The Ethics of Being Invisible

The Swedish researchers also hope to explore how people handle ethical dilemmas when they feel as if they are invisible. They note that Plato addressed this problem twenty-five hundred years ago with his story of the magical Ring of Gyges, which could make its wearer invisible at will.

We will sidestep the solution to the ethical puzzle that Plato ascribes to Socrates. We simply note that Ehrsson et al are concerned that advances in physical science may make true invisibility possible in the foreseeable future. Therefore, we should try to understand the ethical issues before they confront us.

I personally feel that convincing, practical invisibility will not occur very soon. Nevertheless, we the citizens of Earth have managed to misuse technology far too often. Therefore, any attempt by the social sciences to get ahead of the advancement of technology is something we should welcome and commend!

In the meanwhile, the practical applications above – pain control, anxiety, gender identity and telepresence – may offer additional tools for seeking the meaning of life.

Have you ever wished for, or had a dream about, being invisible? Do you wish to share it with other readers?

Image Credit: Adapted from “Modern Kitchen” and “Vendor,” from The Print Shop 2 Collection.

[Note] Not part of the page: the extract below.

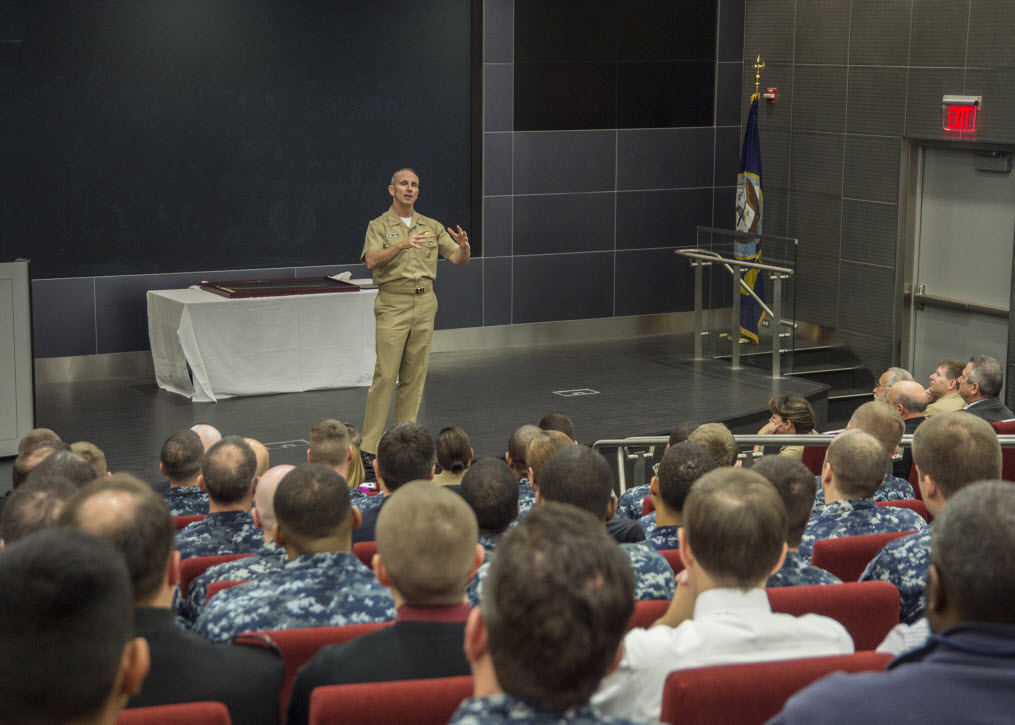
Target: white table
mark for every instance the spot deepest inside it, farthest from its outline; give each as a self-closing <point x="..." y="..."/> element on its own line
<point x="260" y="345"/>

Not for download or reuse.

Comments

Invisible Body or Out Of Body – You Choose — 2 Comments

  1. Charles, you’re right that the military and intelligence agencies would be ready customers for invisibility technologies if they were efficient and portable. And even limited invisibility (such as invisibility to radar, or transparency in certain directions) might have practical value in certain scenarios. If significant steps forward are reported the physics of invisibility, I will want to blog about them, but at this moment the most intriguing work (in my opinion) is the Ehrsson group work on the psychological side.

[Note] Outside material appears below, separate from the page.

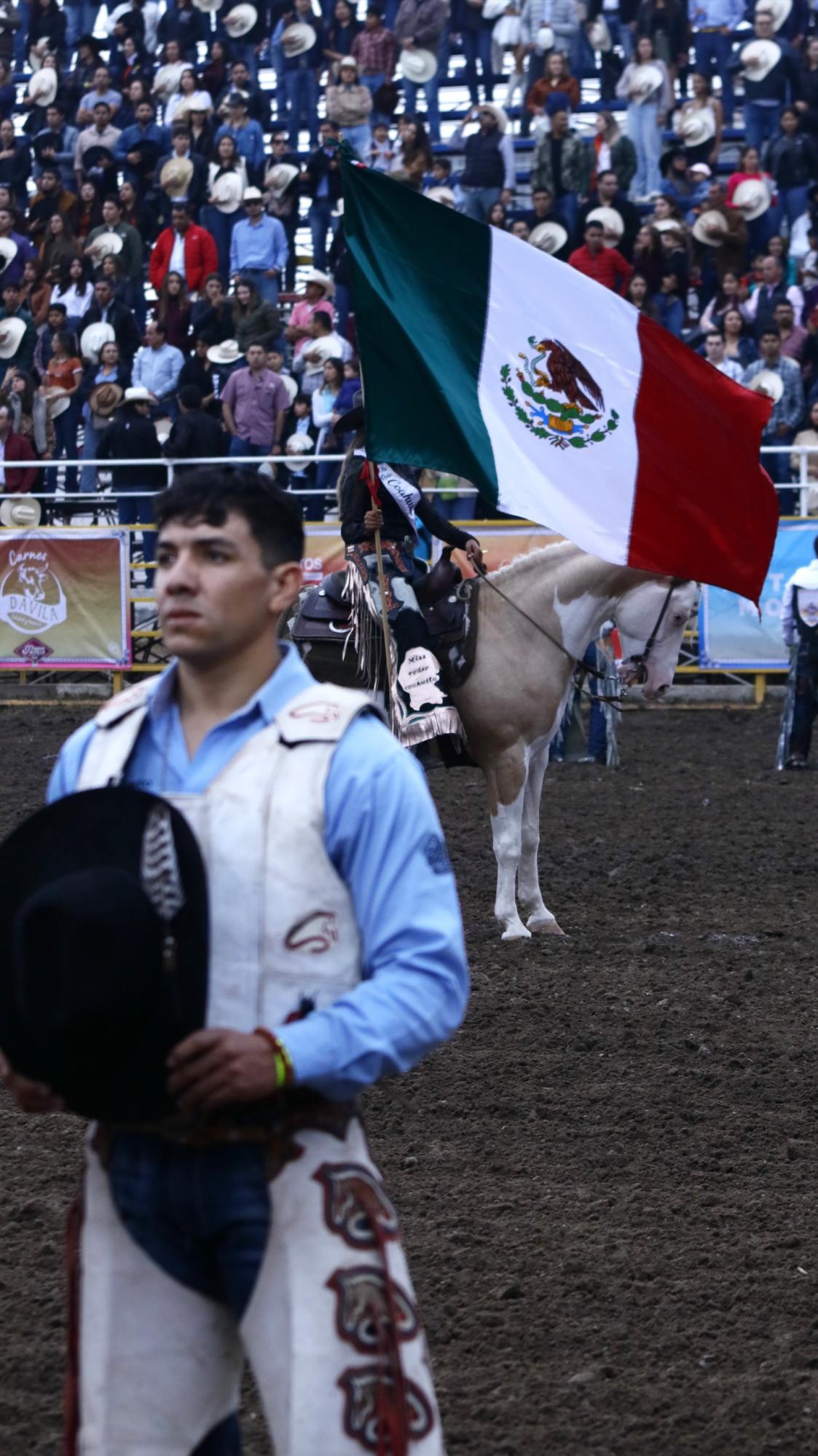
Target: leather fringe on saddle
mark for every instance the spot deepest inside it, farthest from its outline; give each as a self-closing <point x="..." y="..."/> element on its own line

    Since you vote for Harry Potter’s cloak as a useful form, I would point out that if we can inhabit and control robots at a distance, the military might be able to fabricate robots that appear to be some familiar object but which can “come to life” and be controlled for passive surveillance or for acts of sabotage. A cloak with embedded nano circuits might be a convenient form for such a tele operated robot to take. Or — is that Coke can hiding an IED? No, it’s just a surveillance device dropped from a passing overhead drone, spying on us. Is your paranoia working yet?? – Art

  2. You surprisingly don’t mention a primary desirer of true invisibility if it existed — the military. They would do just about anything to achieve or acquire invisibility for their operations and will no doubt be the primary funder of such research if it ever is achieved. Most of warfare indeed tries to simulate it as best they can, usually by camouflage but sometimes by misdirection. Submarines use a form of invisibility when they hide under a sonar-bounce layer such as a thermocline, and warplanes use another form of it when they use stealth coating.

    The same desire to be invisible applies to many species that either operate under cover of darkness or adopt body coloration that effectively makes them invisible as long as they don’t move, or at least don’t move more than the natural background may be moving. Then there are chameleons who can actually change their body coloration on demand, a talent that has always been assumed (though perhaps not correctly) as a way of being invisible.

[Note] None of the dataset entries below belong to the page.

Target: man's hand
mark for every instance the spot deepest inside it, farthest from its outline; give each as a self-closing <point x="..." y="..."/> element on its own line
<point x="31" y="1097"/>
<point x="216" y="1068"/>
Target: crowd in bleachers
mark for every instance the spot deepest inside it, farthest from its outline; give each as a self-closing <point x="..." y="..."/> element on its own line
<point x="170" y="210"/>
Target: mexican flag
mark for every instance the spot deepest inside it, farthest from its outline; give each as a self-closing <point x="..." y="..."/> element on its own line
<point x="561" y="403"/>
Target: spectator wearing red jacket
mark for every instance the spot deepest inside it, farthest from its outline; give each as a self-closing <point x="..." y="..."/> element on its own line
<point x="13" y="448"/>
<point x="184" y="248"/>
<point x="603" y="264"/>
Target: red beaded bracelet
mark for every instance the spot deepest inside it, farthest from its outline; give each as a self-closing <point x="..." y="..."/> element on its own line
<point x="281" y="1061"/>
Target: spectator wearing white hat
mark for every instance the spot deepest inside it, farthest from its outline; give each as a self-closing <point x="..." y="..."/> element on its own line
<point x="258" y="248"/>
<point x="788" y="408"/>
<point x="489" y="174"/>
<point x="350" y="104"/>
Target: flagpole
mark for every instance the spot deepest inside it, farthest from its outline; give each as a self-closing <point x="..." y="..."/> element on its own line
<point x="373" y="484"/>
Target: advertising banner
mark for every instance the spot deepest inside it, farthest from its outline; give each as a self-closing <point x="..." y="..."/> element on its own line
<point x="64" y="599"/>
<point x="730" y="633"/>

    I’m voting for Harry Potter’s cloak-of-invisibility as the most likely and interesting solution on a personal level. It’s convenient, portable, transferrable, and not obvious when not being used for the intended purpose. Of course it requires magic to exist, which is something of a problem when we’re taking the scientific view of such things, but there’s always Arthur C. Clarke’s “out” for resolving that problem — magic exists until you can explain how something works, then it becomes science (taking the liberty of paraphrasing his wonderful statement).